Once you know your estimated max, you can find your target zones:
- Moderate intensity: 50% to 70% of your maximum heart rate. This is a brisk walk, easy cycling, or light swimming. You can hold a conversation but you’re breathing harder than normal.
- Vigorous intensity: 70% to 85% of your maximum. This is running, fast cycling, or competitive sports. Talking becomes difficult.
For that 40-year-old with an estimated max of 180, moderate exercise means keeping the pulse between 90 and 126, while vigorous exercise means 126 to 153. These are guidelines, not hard limits. If you feel fine and your pulse is slightly outside these ranges, that’s usually not a concern.
How to Check Your Pulse
The easiest spot is your wrist. Place your index and middle fingers on the inside of your opposite wrist, just below the base of your thumb. Press lightly until you feel a steady throb. Count the beats for 30 seconds and multiply by two, or count for a full 60 seconds for the most accurate reading.

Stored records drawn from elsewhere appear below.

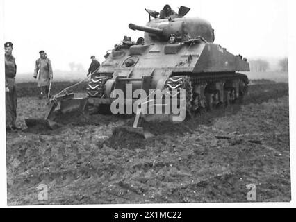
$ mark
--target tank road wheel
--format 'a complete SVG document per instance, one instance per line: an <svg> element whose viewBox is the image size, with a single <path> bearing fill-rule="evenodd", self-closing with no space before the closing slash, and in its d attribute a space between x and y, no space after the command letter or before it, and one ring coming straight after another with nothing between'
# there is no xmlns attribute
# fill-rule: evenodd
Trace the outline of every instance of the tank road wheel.
<svg viewBox="0 0 296 222"><path fill-rule="evenodd" d="M244 96L247 94L248 92L247 82L242 78L240 79L240 82L238 83L238 103L242 103L244 101Z"/></svg>
<svg viewBox="0 0 296 222"><path fill-rule="evenodd" d="M230 105L230 92L224 91L224 100L225 107L229 106Z"/></svg>
<svg viewBox="0 0 296 222"><path fill-rule="evenodd" d="M213 111L213 94L211 93L206 93L206 110L208 112Z"/></svg>

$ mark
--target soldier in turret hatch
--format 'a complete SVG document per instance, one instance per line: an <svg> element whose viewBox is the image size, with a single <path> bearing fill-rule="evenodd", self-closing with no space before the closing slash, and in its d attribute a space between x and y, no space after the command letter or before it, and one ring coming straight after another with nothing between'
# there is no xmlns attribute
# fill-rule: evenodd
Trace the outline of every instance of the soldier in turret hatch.
<svg viewBox="0 0 296 222"><path fill-rule="evenodd" d="M171 15L178 16L178 14L176 14L176 12L171 8L170 5L165 5L160 12L159 18L165 19Z"/></svg>

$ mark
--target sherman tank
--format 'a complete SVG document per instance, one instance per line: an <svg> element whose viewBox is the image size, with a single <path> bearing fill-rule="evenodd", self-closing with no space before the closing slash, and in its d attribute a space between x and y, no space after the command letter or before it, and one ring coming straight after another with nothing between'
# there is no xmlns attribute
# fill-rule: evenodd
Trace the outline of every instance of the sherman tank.
<svg viewBox="0 0 296 222"><path fill-rule="evenodd" d="M214 43L214 30L208 22L184 17L189 11L184 6L178 14L165 17L145 10L149 15L145 26L129 24L130 29L144 32L144 38L134 42L125 37L107 52L106 60L92 75L87 88L90 106L108 108L114 101L113 90L126 94L129 84L133 92L141 89L147 94L149 89L185 89L190 116L243 98L248 78L238 71L249 71L247 60ZM125 96L125 104L135 100Z"/></svg>
<svg viewBox="0 0 296 222"><path fill-rule="evenodd" d="M134 128L138 128L140 117L147 121L174 121L175 112L170 109L163 112L167 107L165 100L163 103L167 94L172 101L174 98L177 101L170 105L185 110L187 117L241 101L247 92L248 78L238 71L249 71L247 60L214 43L214 30L208 22L198 17L184 17L189 8L181 6L176 13L167 6L160 13L145 9L149 14L145 26L129 24L131 30L144 32L144 37L135 42L125 36L107 51L106 60L91 74L87 98L74 98L74 94L67 92L71 87L64 89L51 99L45 119L26 119L28 127L45 122L47 127L54 128L58 112L84 111L88 107L90 112L116 114L113 110L122 105L121 114L136 114ZM165 8L168 11L164 11ZM115 93L116 90L120 93ZM161 104L155 103L154 94L158 90L165 92L161 94ZM115 103L118 97L121 100ZM160 107L161 112L156 114Z"/></svg>

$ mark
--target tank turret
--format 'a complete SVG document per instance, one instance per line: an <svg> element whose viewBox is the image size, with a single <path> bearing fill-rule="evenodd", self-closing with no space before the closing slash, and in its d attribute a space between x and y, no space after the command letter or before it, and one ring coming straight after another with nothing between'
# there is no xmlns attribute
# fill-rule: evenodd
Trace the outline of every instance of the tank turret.
<svg viewBox="0 0 296 222"><path fill-rule="evenodd" d="M214 42L214 30L211 24L199 17L156 19L149 21L146 26L130 24L129 28L145 32L145 42L167 42L174 35L178 42L202 37L208 42Z"/></svg>

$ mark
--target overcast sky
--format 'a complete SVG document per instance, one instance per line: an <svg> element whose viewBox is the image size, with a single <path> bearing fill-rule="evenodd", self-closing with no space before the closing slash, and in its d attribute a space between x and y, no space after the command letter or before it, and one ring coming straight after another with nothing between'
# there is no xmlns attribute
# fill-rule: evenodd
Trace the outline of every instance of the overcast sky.
<svg viewBox="0 0 296 222"><path fill-rule="evenodd" d="M143 35L129 23L145 25L144 8L159 11L167 3L176 11L189 7L186 17L200 17L215 29L215 42L233 54L251 57L288 56L286 0L0 0L4 41L14 44L18 73L33 71L38 51L45 50L54 69L69 63L88 68L90 57L100 62L124 35Z"/></svg>

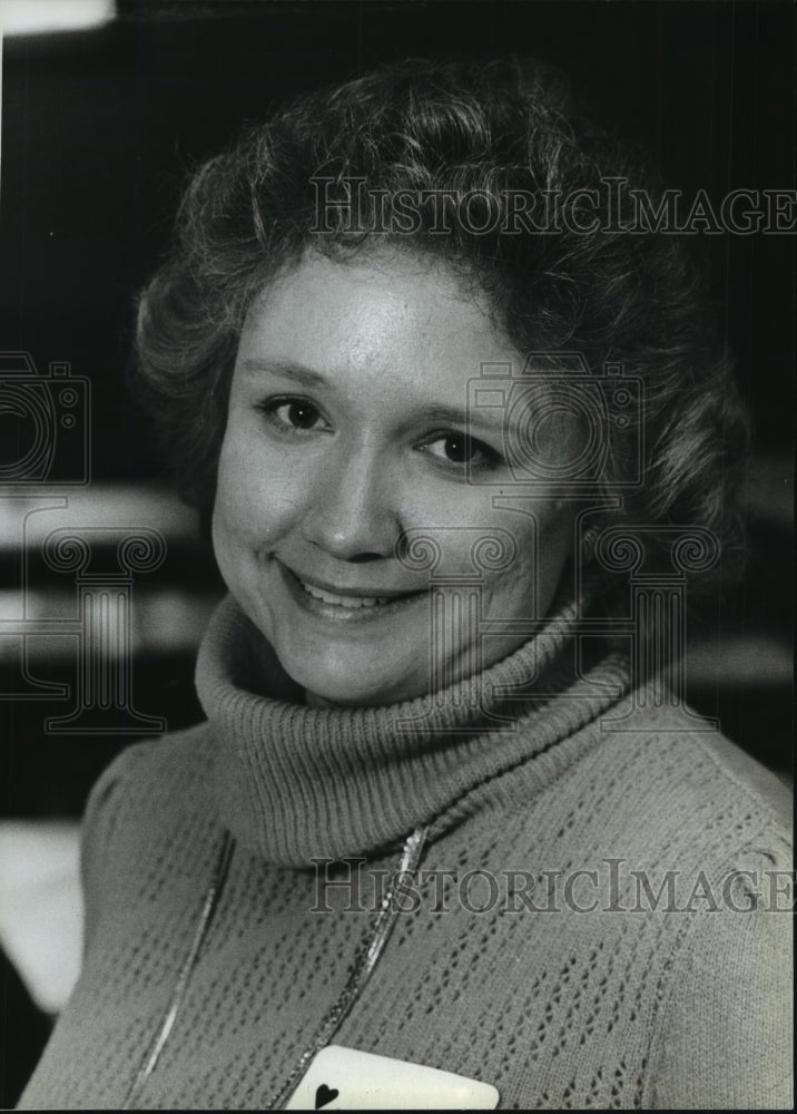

You can also check at your neck by placing two fingers gently alongside your windpipe, in the soft groove between your throat and the large muscle running down the side of your neck. Don’t press hard here. The neck artery has pressure sensors that can actually slow your heart rate if you push too firmly, which gives you an artificially low reading.
For the most consistent tracking, check your pulse first thing in the morning before getting out of bed. That gives you a true resting rate, unaffected by food, activity, or stress. Fitness trackers and smartwatches use optical sensors that are reasonably accurate at rest, though they can struggle during intense exercise when your wrist is moving a lot.
Signs Your Pulse May Be a Problem
A pulse that’s occasionally outside the 60 to 100 range is common and usually harmless. A cup of coffee, a stressful email, or a hot day can all nudge your number higher. What matters more is the pattern over time and whether you have symptoms alongside an unusual rate.
A consistently fast resting pulse (above 100) paired with fatigue, lightheadedness, or a fluttering sensation in your chest could point to an underlying rhythm issue. A resting pulse that stays below 50 with no history of athletic training, especially alongside dizziness or fainting, also warrants attention.
Certain combinations call for immediate help: chest pain or tightness alongside a rapid or irregular pulse, sudden shortness of breath, or fainting. A dangerous rhythm called ventricular fibrillation can cause a person to collapse with no detectable pulse at all. If someone near you suddenly drops, is unresponsive, and isn’t breathing normally, call 911 and begin CPR immediately.